We will collect words whose ‘Positive’ or ‘Negative’ values are greater than 0 into two separate lists and convert words in those lists into lowercase.
#Load master dictionary
master = pd.read_csv("https://drive.google.com/file/d/0B4niqV00F3msaFZGUEZNTGtBblU/view?usp=sharing")
positive = master[master["Positive"]>0]
negative = master[master["Negative"]>0]
pos_words = positive["Word"].tolist()
neg_words = negative["Word"].tolist()
pos_words = [word.lower() for word in pos_words]
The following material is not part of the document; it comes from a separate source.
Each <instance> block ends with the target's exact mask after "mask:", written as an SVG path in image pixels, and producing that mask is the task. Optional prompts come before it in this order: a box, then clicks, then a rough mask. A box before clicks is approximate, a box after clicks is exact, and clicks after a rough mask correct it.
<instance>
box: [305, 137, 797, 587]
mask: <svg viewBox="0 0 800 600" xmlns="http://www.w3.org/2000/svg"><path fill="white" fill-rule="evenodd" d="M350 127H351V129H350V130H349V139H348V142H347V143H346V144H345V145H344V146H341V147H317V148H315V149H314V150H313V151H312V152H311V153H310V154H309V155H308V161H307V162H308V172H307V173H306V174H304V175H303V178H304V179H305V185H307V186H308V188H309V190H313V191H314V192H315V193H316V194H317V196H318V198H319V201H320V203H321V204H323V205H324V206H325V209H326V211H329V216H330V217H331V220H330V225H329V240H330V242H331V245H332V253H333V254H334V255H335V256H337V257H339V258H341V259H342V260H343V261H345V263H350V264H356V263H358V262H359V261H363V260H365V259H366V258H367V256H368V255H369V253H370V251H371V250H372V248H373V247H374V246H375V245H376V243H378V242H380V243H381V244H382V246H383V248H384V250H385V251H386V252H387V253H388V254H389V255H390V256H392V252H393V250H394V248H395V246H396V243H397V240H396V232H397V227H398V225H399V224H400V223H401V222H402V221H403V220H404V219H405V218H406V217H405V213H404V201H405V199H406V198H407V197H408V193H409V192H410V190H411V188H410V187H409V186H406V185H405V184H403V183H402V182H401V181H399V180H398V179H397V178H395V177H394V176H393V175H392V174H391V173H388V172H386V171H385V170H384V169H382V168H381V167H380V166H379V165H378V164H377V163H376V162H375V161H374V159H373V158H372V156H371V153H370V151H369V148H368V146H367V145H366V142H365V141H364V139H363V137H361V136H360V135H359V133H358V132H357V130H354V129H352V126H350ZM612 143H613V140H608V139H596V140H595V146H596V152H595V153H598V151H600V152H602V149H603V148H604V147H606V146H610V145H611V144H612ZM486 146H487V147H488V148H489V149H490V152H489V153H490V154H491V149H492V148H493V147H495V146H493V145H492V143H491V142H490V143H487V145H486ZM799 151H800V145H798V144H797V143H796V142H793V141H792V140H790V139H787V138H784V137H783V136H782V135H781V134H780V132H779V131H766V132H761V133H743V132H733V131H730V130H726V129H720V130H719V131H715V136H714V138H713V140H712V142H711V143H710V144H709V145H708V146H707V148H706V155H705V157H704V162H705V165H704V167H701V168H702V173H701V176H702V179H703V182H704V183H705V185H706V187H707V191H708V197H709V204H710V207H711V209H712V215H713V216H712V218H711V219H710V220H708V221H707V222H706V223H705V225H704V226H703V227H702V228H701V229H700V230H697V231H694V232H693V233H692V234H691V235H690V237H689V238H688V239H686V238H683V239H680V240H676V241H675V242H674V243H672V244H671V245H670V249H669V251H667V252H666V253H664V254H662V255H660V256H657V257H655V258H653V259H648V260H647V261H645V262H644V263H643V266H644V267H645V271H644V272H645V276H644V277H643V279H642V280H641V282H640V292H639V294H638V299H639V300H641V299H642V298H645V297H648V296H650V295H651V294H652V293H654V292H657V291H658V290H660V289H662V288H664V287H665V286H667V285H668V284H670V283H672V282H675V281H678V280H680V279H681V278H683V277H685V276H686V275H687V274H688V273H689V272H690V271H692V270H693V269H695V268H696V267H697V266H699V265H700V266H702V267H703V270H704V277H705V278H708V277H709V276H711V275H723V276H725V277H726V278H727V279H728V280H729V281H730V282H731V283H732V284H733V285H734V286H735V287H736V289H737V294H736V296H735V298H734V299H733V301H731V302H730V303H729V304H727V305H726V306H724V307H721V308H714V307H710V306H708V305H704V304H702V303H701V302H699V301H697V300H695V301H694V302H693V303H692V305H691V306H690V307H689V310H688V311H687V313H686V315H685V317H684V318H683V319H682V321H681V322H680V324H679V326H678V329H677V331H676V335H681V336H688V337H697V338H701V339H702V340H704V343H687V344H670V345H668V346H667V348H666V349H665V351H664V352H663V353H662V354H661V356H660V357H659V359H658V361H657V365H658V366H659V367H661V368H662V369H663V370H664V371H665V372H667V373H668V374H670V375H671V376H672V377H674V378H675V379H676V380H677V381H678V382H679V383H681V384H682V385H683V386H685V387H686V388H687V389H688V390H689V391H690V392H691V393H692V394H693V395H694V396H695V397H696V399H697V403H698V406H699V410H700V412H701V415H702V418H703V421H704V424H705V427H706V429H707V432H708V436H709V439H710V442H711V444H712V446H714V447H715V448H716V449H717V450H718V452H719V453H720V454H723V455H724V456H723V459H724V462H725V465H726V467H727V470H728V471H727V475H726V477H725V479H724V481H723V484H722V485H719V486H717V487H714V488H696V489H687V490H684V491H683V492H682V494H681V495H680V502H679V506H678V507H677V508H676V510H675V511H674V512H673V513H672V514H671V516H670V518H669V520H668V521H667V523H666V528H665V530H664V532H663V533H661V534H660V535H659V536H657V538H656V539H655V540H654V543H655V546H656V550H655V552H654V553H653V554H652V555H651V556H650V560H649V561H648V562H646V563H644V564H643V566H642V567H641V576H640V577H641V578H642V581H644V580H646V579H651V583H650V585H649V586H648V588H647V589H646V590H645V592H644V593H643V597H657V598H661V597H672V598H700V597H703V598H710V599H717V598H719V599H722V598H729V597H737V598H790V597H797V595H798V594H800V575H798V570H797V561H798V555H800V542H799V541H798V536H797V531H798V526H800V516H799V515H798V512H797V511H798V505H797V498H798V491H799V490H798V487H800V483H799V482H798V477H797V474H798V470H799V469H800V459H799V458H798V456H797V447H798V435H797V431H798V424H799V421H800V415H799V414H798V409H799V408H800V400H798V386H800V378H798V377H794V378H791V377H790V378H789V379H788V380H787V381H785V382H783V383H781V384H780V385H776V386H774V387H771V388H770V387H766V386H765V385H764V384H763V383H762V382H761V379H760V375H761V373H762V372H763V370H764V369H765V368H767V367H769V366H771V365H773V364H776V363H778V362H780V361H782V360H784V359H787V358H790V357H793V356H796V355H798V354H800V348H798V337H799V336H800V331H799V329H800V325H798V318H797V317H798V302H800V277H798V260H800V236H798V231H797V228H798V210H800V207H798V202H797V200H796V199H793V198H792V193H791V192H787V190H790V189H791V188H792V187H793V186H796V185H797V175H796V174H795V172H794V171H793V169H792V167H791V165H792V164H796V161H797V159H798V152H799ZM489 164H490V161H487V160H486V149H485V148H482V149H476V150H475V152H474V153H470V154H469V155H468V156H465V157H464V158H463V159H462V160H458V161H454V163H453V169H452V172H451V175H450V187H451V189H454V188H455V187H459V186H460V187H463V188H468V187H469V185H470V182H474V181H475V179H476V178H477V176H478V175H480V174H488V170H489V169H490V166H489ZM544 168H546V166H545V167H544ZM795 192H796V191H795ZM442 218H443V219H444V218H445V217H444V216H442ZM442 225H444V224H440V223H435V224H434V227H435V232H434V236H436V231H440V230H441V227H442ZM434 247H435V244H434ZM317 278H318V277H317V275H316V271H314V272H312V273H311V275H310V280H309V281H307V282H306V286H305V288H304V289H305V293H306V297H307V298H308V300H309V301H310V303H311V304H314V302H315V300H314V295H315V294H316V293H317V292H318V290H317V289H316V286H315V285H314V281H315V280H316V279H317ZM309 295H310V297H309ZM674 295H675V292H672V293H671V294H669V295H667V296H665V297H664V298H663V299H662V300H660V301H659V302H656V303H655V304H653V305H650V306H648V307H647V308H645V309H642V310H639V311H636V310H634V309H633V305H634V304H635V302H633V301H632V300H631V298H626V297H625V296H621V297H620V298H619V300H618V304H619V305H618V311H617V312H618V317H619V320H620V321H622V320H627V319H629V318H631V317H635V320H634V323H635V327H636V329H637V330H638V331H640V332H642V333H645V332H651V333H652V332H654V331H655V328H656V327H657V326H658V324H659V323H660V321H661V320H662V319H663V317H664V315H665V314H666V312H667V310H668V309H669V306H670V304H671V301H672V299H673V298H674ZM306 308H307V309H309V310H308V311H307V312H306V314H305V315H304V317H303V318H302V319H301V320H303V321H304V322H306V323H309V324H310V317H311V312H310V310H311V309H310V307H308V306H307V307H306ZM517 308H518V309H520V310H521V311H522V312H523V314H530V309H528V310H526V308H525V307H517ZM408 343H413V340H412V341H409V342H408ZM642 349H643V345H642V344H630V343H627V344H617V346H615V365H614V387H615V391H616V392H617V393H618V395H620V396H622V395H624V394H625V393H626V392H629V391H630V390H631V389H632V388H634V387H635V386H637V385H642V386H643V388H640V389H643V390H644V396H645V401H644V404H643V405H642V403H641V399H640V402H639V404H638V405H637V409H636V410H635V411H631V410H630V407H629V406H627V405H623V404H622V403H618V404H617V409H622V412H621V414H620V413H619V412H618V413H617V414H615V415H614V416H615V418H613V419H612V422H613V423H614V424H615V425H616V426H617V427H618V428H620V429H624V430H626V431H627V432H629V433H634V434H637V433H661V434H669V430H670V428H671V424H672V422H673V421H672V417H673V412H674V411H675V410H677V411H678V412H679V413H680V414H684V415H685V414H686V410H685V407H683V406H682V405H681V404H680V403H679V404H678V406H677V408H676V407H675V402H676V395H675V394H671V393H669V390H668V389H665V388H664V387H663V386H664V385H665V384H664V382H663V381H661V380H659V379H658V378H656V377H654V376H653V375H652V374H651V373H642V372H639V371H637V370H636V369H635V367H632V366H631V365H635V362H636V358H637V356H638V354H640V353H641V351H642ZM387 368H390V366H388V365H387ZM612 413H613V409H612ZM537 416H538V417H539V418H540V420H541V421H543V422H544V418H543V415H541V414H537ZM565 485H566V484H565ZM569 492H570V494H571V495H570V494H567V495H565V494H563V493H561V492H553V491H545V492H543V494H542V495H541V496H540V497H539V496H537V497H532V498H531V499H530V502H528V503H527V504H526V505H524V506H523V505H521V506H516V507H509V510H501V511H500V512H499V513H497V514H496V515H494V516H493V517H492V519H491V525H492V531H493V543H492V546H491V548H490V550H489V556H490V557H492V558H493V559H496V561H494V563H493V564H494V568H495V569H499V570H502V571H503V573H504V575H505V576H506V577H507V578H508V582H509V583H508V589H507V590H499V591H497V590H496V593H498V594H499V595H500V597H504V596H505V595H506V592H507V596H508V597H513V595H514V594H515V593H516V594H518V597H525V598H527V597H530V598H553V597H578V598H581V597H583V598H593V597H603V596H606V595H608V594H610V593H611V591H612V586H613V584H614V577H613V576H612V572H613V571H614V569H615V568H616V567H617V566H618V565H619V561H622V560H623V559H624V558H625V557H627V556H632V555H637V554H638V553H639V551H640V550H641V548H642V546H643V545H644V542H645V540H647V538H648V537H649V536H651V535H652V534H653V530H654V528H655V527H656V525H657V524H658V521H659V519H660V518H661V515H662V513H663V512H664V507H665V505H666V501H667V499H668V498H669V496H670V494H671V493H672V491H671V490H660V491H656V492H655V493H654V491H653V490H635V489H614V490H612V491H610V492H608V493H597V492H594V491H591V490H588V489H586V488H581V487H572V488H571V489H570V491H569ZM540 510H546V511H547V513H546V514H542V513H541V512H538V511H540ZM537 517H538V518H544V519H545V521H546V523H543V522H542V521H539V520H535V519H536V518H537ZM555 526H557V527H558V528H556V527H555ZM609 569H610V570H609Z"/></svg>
neg_words = [word.lower() for word in neg_words]
Retain only the ‘positive’ words and ‘negative’ words from the article text and print the count of each.
words_new_pos = [word for word in words_new if word in pos_words]
words_new_neg = [word for word in words_new if word in neg_words]
print("Positive Score: ",len(words_new_pos),"Negative Score: ",len(words_new_neg))
Positive Score: 1 Negative Score: 5
The above scores indicate that the article has a negative sentiment.
Improving the sentiment analyzer.
The above method counts the number of positive words and negative words in the article and uses the difference in counts to indicate sentiment. The method can be improved by taking into account other collections (like constraining or uncertainity) in the master word list. Another improvement could give higher weight to ‘positive’ or ‘negative’ words that occur in the first section of the article.